The coyotes finally noticed me when they were twenty yards out. They let out low growls, the fur bristling on their necks as they crouched low and stalked towards me. Maybe they thought I was trying to steal their meal, or maybe their fear of man was completely gone. In the old days, coyotes would run from man, even in pack strength. Bo snapped and snarled from the passenger seat, desperate and eager for me to let him in the fight. I ignored him and unlatched the guard on my window and let it ride up out of the way on the hydraulic cylinders. I laid my rifle across the mirror and when the coyotes answered Bo’s challenge and sprinted in my direction, I cut loose on them. Yips and howls erupted from them as they went down, biting at the bullet wounds, snapping at each other, confused as to the source of noise and pain that was killing them. I kept firing until they were all dead, and then put the undead to rest as well. If any part of their spirits were still trapped in their ruined bodies, they were free now. I didn’t hate the undead, I’d lost too many of the people I cared about to their ranks.
It took me just a couple of minutes to collect the right
ear from each coyote. It was all the proof needed to collect on the bounty. Bo whined to let me know he would be glad to chew on one of the ears, but I did my best to keep him away from any animal that fed on the undead. I gave him the last of the jerky in the Jeep to mollify him.
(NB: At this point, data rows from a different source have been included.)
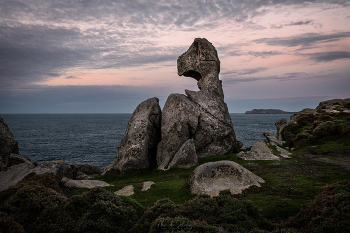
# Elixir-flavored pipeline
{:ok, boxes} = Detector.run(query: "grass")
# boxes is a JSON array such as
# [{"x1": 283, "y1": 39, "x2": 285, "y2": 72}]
[{"x1": 89, "y1": 146, "x2": 350, "y2": 224}]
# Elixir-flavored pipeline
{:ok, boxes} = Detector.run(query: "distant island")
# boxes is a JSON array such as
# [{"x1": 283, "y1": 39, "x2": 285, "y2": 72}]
[{"x1": 245, "y1": 109, "x2": 294, "y2": 114}]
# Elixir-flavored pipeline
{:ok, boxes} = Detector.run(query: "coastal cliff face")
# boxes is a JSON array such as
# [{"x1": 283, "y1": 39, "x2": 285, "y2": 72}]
[
  {"x1": 244, "y1": 109, "x2": 291, "y2": 114},
  {"x1": 105, "y1": 38, "x2": 238, "y2": 172}
]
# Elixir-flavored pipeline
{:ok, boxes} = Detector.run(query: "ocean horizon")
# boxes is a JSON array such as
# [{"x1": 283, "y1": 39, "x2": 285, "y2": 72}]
[{"x1": 0, "y1": 113, "x2": 292, "y2": 168}]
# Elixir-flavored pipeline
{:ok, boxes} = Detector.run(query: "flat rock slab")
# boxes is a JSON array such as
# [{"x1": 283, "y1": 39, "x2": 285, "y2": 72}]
[
  {"x1": 141, "y1": 181, "x2": 155, "y2": 192},
  {"x1": 114, "y1": 185, "x2": 134, "y2": 196},
  {"x1": 0, "y1": 162, "x2": 34, "y2": 192},
  {"x1": 64, "y1": 180, "x2": 113, "y2": 189},
  {"x1": 276, "y1": 146, "x2": 292, "y2": 159},
  {"x1": 237, "y1": 140, "x2": 280, "y2": 160},
  {"x1": 189, "y1": 161, "x2": 265, "y2": 196}
]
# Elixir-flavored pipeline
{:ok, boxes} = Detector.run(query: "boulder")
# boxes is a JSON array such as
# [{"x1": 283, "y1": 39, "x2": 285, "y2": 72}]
[
  {"x1": 141, "y1": 181, "x2": 155, "y2": 192},
  {"x1": 0, "y1": 161, "x2": 34, "y2": 192},
  {"x1": 114, "y1": 185, "x2": 134, "y2": 196},
  {"x1": 62, "y1": 179, "x2": 113, "y2": 189},
  {"x1": 189, "y1": 161, "x2": 265, "y2": 196},
  {"x1": 275, "y1": 118, "x2": 288, "y2": 142},
  {"x1": 263, "y1": 132, "x2": 282, "y2": 146},
  {"x1": 237, "y1": 140, "x2": 280, "y2": 160},
  {"x1": 157, "y1": 38, "x2": 237, "y2": 170},
  {"x1": 0, "y1": 117, "x2": 18, "y2": 171},
  {"x1": 33, "y1": 160, "x2": 72, "y2": 178},
  {"x1": 289, "y1": 108, "x2": 318, "y2": 123},
  {"x1": 105, "y1": 98, "x2": 161, "y2": 171},
  {"x1": 7, "y1": 154, "x2": 31, "y2": 167},
  {"x1": 316, "y1": 98, "x2": 350, "y2": 112},
  {"x1": 276, "y1": 146, "x2": 292, "y2": 159},
  {"x1": 158, "y1": 139, "x2": 198, "y2": 170}
]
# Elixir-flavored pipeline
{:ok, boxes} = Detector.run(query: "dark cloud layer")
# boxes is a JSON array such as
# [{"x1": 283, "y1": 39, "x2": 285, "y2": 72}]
[{"x1": 253, "y1": 32, "x2": 350, "y2": 47}]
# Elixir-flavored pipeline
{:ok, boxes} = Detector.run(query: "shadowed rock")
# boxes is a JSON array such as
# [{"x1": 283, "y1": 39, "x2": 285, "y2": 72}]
[
  {"x1": 237, "y1": 140, "x2": 280, "y2": 160},
  {"x1": 275, "y1": 118, "x2": 288, "y2": 142},
  {"x1": 105, "y1": 98, "x2": 161, "y2": 171},
  {"x1": 189, "y1": 161, "x2": 265, "y2": 196},
  {"x1": 157, "y1": 38, "x2": 237, "y2": 170}
]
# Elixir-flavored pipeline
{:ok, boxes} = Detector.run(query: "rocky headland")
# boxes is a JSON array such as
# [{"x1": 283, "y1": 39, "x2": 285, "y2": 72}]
[
  {"x1": 0, "y1": 38, "x2": 350, "y2": 233},
  {"x1": 244, "y1": 109, "x2": 294, "y2": 114}
]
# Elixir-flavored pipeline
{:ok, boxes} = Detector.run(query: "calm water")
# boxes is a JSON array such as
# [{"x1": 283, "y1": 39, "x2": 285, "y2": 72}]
[{"x1": 0, "y1": 113, "x2": 290, "y2": 168}]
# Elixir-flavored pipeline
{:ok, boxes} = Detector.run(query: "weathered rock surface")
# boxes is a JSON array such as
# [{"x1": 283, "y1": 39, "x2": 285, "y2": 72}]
[
  {"x1": 276, "y1": 146, "x2": 292, "y2": 159},
  {"x1": 157, "y1": 38, "x2": 237, "y2": 170},
  {"x1": 141, "y1": 181, "x2": 155, "y2": 192},
  {"x1": 263, "y1": 132, "x2": 282, "y2": 146},
  {"x1": 158, "y1": 139, "x2": 198, "y2": 170},
  {"x1": 0, "y1": 117, "x2": 18, "y2": 171},
  {"x1": 289, "y1": 108, "x2": 317, "y2": 123},
  {"x1": 0, "y1": 161, "x2": 34, "y2": 192},
  {"x1": 32, "y1": 160, "x2": 73, "y2": 178},
  {"x1": 114, "y1": 185, "x2": 134, "y2": 196},
  {"x1": 316, "y1": 98, "x2": 350, "y2": 112},
  {"x1": 237, "y1": 140, "x2": 280, "y2": 160},
  {"x1": 108, "y1": 98, "x2": 161, "y2": 171},
  {"x1": 275, "y1": 118, "x2": 288, "y2": 142},
  {"x1": 64, "y1": 179, "x2": 113, "y2": 189},
  {"x1": 7, "y1": 154, "x2": 31, "y2": 167},
  {"x1": 189, "y1": 161, "x2": 265, "y2": 196}
]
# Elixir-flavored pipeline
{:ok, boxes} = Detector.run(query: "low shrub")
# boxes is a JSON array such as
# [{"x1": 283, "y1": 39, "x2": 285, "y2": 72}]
[{"x1": 286, "y1": 181, "x2": 350, "y2": 232}]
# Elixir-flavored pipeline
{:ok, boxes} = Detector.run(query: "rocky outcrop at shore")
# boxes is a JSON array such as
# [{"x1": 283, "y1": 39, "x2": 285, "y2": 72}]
[
  {"x1": 105, "y1": 38, "x2": 239, "y2": 172},
  {"x1": 0, "y1": 118, "x2": 18, "y2": 172},
  {"x1": 244, "y1": 109, "x2": 292, "y2": 114},
  {"x1": 106, "y1": 98, "x2": 162, "y2": 171},
  {"x1": 189, "y1": 161, "x2": 265, "y2": 196}
]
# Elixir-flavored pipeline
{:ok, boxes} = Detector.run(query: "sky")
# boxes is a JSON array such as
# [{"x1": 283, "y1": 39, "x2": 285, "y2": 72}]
[{"x1": 0, "y1": 0, "x2": 350, "y2": 114}]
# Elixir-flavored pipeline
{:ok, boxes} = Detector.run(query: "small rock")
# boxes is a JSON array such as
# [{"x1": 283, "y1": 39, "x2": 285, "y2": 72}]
[
  {"x1": 189, "y1": 161, "x2": 265, "y2": 196},
  {"x1": 0, "y1": 162, "x2": 34, "y2": 192},
  {"x1": 33, "y1": 160, "x2": 71, "y2": 178},
  {"x1": 237, "y1": 140, "x2": 280, "y2": 160},
  {"x1": 141, "y1": 181, "x2": 155, "y2": 192},
  {"x1": 64, "y1": 179, "x2": 113, "y2": 189},
  {"x1": 276, "y1": 146, "x2": 292, "y2": 158},
  {"x1": 114, "y1": 185, "x2": 134, "y2": 196},
  {"x1": 263, "y1": 132, "x2": 282, "y2": 146},
  {"x1": 163, "y1": 139, "x2": 198, "y2": 170}
]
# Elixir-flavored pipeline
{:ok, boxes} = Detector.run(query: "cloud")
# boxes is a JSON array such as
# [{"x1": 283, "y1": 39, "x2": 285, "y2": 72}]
[
  {"x1": 220, "y1": 67, "x2": 269, "y2": 76},
  {"x1": 303, "y1": 51, "x2": 350, "y2": 62},
  {"x1": 253, "y1": 31, "x2": 350, "y2": 47},
  {"x1": 271, "y1": 20, "x2": 322, "y2": 29}
]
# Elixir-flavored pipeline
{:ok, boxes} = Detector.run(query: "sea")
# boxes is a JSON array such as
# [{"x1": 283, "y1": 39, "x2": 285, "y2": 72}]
[{"x1": 0, "y1": 113, "x2": 291, "y2": 168}]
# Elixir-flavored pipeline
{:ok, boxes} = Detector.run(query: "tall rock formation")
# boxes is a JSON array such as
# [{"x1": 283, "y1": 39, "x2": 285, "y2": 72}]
[
  {"x1": 106, "y1": 98, "x2": 161, "y2": 171},
  {"x1": 157, "y1": 38, "x2": 237, "y2": 170}
]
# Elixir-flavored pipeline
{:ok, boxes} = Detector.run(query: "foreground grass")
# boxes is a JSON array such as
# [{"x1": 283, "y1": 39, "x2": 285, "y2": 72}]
[{"x1": 97, "y1": 146, "x2": 350, "y2": 221}]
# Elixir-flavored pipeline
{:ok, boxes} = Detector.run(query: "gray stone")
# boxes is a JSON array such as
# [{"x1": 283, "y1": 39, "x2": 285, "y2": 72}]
[
  {"x1": 0, "y1": 117, "x2": 18, "y2": 171},
  {"x1": 7, "y1": 154, "x2": 30, "y2": 167},
  {"x1": 0, "y1": 161, "x2": 34, "y2": 192},
  {"x1": 157, "y1": 38, "x2": 237, "y2": 169},
  {"x1": 237, "y1": 140, "x2": 280, "y2": 160},
  {"x1": 289, "y1": 108, "x2": 318, "y2": 123},
  {"x1": 71, "y1": 164, "x2": 102, "y2": 175},
  {"x1": 33, "y1": 160, "x2": 71, "y2": 178},
  {"x1": 276, "y1": 146, "x2": 292, "y2": 159},
  {"x1": 275, "y1": 118, "x2": 288, "y2": 142},
  {"x1": 158, "y1": 139, "x2": 198, "y2": 170},
  {"x1": 263, "y1": 132, "x2": 282, "y2": 146},
  {"x1": 141, "y1": 181, "x2": 155, "y2": 192},
  {"x1": 63, "y1": 178, "x2": 113, "y2": 189},
  {"x1": 105, "y1": 98, "x2": 161, "y2": 171},
  {"x1": 114, "y1": 185, "x2": 134, "y2": 196},
  {"x1": 189, "y1": 161, "x2": 265, "y2": 196}
]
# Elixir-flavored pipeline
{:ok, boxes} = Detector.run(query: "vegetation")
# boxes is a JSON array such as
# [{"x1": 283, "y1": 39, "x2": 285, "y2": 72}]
[{"x1": 0, "y1": 110, "x2": 350, "y2": 233}]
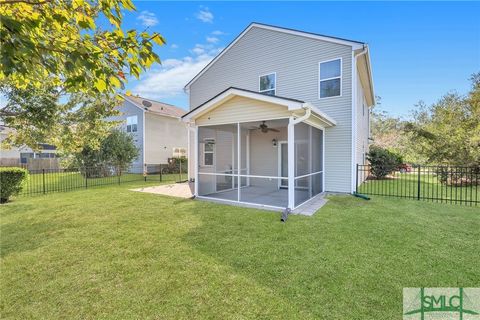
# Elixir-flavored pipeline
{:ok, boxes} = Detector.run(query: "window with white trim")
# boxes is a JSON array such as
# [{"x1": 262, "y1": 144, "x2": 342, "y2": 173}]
[
  {"x1": 203, "y1": 139, "x2": 215, "y2": 166},
  {"x1": 259, "y1": 73, "x2": 277, "y2": 96},
  {"x1": 127, "y1": 116, "x2": 138, "y2": 132},
  {"x1": 319, "y1": 59, "x2": 342, "y2": 99}
]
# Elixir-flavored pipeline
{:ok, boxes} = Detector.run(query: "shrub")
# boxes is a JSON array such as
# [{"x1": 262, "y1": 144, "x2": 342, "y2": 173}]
[
  {"x1": 0, "y1": 167, "x2": 28, "y2": 203},
  {"x1": 367, "y1": 146, "x2": 403, "y2": 179}
]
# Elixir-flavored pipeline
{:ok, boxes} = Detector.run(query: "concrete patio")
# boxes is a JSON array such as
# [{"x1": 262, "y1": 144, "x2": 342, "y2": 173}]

He growled happily as he gulped down the dried beef strips.
I tossed the bag of ears in the door panel to keep Bo from giving in to temptation and steered around the mess. The shadows on the road told me that the carrion birds were already circling. The stench of fresh hot blood and decayed flesh would certainly bring more scavengers, nothing went to waste in the desert, but I’d be long gone by then.
I rolled into Carrizozo early in the afternoon. I exchanged the sack of ears for payment at the cantina. I earned a handshake and a meal from a rancher sitting in the bar who’d witnessed the exchange. The bounty topped off my fuel reserves and Pablo at the general store credited the balance towards what I already owed him for. I had a sizable balance on the books. He promised to wipe the debt when I brought him a Faberge egg, but I hadn’t run across one yet. I had tried repeatedly to entice him into a poker game, but Pablo was too shrewd to sit down at the poker table with me. Unlike me, he preferred to work or barter for his wealth.